The Trafficking Victims Protection Act of 2000 defines human trafficking as “the use of force, fraud, or coercion to compel or subject an individual into providing labor services or commercial sex acts.” Any minor under the age of eighteen involved in commercial sex acts, is automatically deemed a victim of human trafficking. Sex trafficking victimizes women and children, and is the fastest-growing crime in the world. Hundreds of thousands of American girls are at risk because it is hidden from the general public and it thrives in secret.
Contributing Factors & Aspects of Human Trafficking
The persistence of extreme poverty and discrimination against women and minorities.
The leading role of social media and the Internet in communication.
The lack of parental guidance and mentoring leaves children open to stranger danger.
Transnational organized crime syndicates, gangs, and traffickers.
The failure of the government to make continued progress at eradicating this global scourge.
Aspects of Human Trafficking
Violence against woman and children happens in every nation everyday!
Venues for the sex industry include residential brothels, hostess clubs, online escort services, fake massage parlors, strip clubs, bars, restaurants, truck stops, the streets, online gaming and social media. More people are trafficked today than at the height of the trans-Atlantic slave trade. We need continued education and training across sectors to guarantee that human-trafficking victims are not treated as criminals but as survivors.
We each have a responsibility to make this horrific crime a lot less commonplace and raise awareness. We must impose severe penalties for the people who buy and sell children. It is imperative to ensure that an aggressive approach to combat human trafficking and child pornography is enforced.
Who's at risk
Homeless children are especially vulnerable because they are left to fend for themselves in many cases, with no other choice except to engage in survival sex. Traffickers feed off the deprivation of financial resources and use isolation, power and control, to keep women and children in line. Victims of sex trafficking suffer devastating physical and psychological harm because of the frequency at which traffickers move them. Trafficking victims and their perpetrators are difficult to catch without assistance and support. Victims who do manage to escape are at risk of being recaptured. Currently, 99 percent are never rescued.

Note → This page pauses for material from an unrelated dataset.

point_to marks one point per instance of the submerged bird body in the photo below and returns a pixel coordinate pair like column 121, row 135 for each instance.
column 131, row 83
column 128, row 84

The people who sell women and children use a variety of ways to condition and groom their victims. They can subject them to starvation, rape, physical abuse, and confinement. Threats of violence toward them and their family, forced drug use, and shame keep them compliant. In over fifty percent of human trafficking cases the recruiter is a stranger, and in forty-six percent of the cases, the recruiter knows the victim. The younger they are, the more money is made for the trafficker. A high percentage of children are under twelve and as young as babies.